Vilhjalmur Stefansson’s book detailing his time with the Inuit, his eating meat only, the study of him and a fellow explorer’s exclusive steak diet, the rise of modern standard American diet.
Vilhjalmur Stefansson’s book detailing his time with the Inuit, his eating meat only, the study of him and a fellow explorer’s exclusive steak diet, the rise of modern standard American diet.
It was the book that put me over the edge. He pre-dated the discovery of vitamin C, but the details of meat curing scurvy, from records of ship wrecks where hundreds of men die of scurvy and a handful ignore the accepted wisdom and kill an animal and eat it and are cured, or kill an animal and hand it to the cook who boils it tender and they all die. Then explorers living on pemmican (a mix of powdered air dried lean meat to an equal weight of rendered fat) with no ill effects (though a brutal forced adaptation that you couldn’t do now) then someone with a pemmican food supply who’s warned “This was badly made and overheated, so it has lost its ascorbic nature (its vitamin C)” who ensures he has an alternative ascorbic solution and then goes ahead and gets the early stages of scurvy, and cures it.
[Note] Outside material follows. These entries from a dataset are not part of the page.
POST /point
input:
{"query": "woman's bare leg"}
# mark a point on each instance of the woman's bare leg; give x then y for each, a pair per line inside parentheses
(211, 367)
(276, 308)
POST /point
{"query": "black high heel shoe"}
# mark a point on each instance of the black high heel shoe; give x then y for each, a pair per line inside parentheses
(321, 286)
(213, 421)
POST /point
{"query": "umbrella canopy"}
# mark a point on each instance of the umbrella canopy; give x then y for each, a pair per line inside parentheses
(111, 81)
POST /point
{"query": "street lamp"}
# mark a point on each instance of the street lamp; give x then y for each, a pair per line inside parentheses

These stories of men who lived at risk of scurvy are so much more convincing than modern assays of how much vitamin C in beef, and assurances that we don’t need the RDI while not eating plants.
I would say it’s why I don’t cook my meat much (smoking hot cast iron, 2 inch steak, 1 minute each side) but I learned to like my meat like that from a pub that let you cook for yourself. After a few drinks whole minutes of cooking are too much. I drank and ate there a fair bit as a youth
Hmm. This tab is my lemmy.world login. I only had it open to watch for replies to old comments. Drat.
Agreed, the knowledge of avoiding scurvey goes back to at least the 1850s. Though the mechanisms of why it works are not known concretely.
If someone is concerned about Vitamin C, I don’t see any problem with them taking a vitamin supplement - it’s just unnecessary.
However, I don’t think I’ve ever seen anyone who both wanted to try carnivore and was concerned with the vitamin c difference; Usually this dietary difference is used as a foil to fight against any research into carnivore (it’s too dangerous to do a RCT, etc).